Why does government do so much? Here’s one common answer. Problems develop in society and come to public attention. Many Americans think “that’s a problem, government should do something about that.” Former President George W. Bush put this folk wisdom succinctly: “We have a responsibility that when somebody hurts, government has got to move.” Government spending (and taxing) are desired responses to public problems, responses that most all Americans endorse.
Economists provided a more rigorous account of why government should act through the theory of “market failure.” Markets are judged by the standard of efficiency which means satisfying as many preferences as possible at a given time. But, it is said, markets fail to be efficient. Sometimes they do not offer goods or services — national defense, lighthouses — that everyone wants.
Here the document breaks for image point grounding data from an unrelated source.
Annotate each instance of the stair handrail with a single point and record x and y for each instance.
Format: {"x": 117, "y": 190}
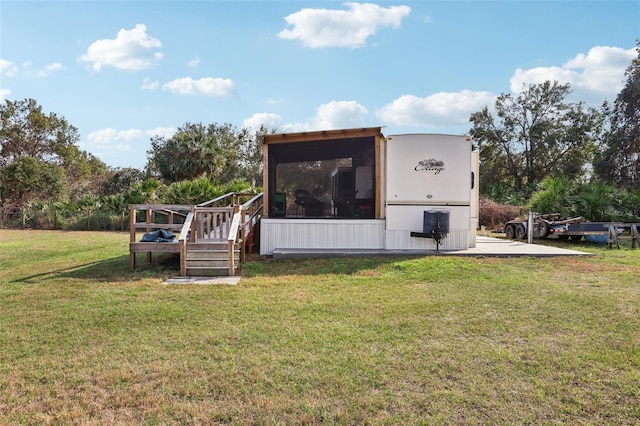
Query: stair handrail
{"x": 232, "y": 239}
{"x": 182, "y": 241}
{"x": 218, "y": 199}
{"x": 254, "y": 209}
Government should then provide such “public goods.” At other times, market exchanges between two parties have effects on third parties (and more). Sometimes these “externalities” are negative: think of pollution. It is also argued that free exchanges sometimes do not produce as much of a good as society could produce. Free exchange, for example, is said to foster too little spending on education. Government spending on education could lead to a better outcome, a “positive externality.” Economists have come up with other examples of “market failure,” but you get the idea: markets fail, government succeeds.
Until the 1960s, the theory of market failure dominated economics and policymaking. Since then, a subfield of economics “public choice” has raised questions about the claim “government succeeds.” Public choice economists have explored the idea of “government failure.” In other words, they focus on testing the unexamined premise of the theory of market failure: the idea that government can do better than markets at serving the general welfare.
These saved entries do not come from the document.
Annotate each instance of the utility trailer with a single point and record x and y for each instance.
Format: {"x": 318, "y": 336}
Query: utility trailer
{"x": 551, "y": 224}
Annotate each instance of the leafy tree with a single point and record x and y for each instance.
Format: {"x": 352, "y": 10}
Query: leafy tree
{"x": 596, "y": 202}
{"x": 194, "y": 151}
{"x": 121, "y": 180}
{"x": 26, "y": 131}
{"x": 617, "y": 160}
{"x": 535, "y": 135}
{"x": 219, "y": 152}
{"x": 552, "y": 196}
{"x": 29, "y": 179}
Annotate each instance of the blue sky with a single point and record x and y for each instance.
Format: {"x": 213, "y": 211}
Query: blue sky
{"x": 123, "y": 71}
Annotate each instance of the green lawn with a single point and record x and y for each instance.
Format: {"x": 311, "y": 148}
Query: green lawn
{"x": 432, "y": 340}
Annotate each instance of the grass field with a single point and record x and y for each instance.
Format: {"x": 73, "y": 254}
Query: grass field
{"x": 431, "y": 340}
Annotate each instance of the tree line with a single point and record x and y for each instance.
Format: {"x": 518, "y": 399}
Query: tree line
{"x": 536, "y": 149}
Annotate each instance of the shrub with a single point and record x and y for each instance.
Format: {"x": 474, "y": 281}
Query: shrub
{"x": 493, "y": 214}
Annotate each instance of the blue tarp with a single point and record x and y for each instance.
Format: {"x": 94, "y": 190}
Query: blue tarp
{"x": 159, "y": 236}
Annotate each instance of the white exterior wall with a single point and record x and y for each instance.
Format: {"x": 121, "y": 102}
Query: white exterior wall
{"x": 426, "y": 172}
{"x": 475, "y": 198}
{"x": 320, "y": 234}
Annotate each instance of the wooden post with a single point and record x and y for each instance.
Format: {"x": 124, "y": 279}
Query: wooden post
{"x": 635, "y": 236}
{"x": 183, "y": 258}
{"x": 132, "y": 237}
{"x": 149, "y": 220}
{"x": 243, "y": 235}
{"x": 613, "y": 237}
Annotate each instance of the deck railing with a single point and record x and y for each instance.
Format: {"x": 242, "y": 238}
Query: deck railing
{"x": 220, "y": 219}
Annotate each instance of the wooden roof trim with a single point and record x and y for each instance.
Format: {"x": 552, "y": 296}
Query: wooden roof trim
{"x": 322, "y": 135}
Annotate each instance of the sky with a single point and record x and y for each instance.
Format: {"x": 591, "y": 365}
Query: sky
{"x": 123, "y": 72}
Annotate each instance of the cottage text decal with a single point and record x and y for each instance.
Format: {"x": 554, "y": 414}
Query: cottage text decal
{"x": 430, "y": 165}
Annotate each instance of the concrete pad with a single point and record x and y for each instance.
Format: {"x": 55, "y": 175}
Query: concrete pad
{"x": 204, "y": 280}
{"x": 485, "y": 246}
Public choice extends the assumptions of economics to government action. Market failure theorists assumed government officials (or voters, for that matter) were beneficent and acted for the common good. In contrast, public choice economists offered “politics without romance.” Public choice began by assuming that all individuals, including everyone in politics and government, were self‐interested and acted accordingly. Why would the butcher, baker, and candle maker change when they became a bureaucrat, lobbyist, or voter? Other questions seemed implicit in this starting point for public choice. What did the rational pursuit of private interest lead to in the public realm? Was it really true that if markets fail, government succeeds by the standard of efficiency?
Over the next few weeks I plan to write some brief explanations of the central concepts of public choice. These ideas are important to libertarianism. Why? The economist William A. Niskanen explains:
In evaluating proposed changes in government institutions and policies, we now have the opportunity to compare imperfect markets with imperfect government and thus avoid the biases inherent in assuming perfection in either institution.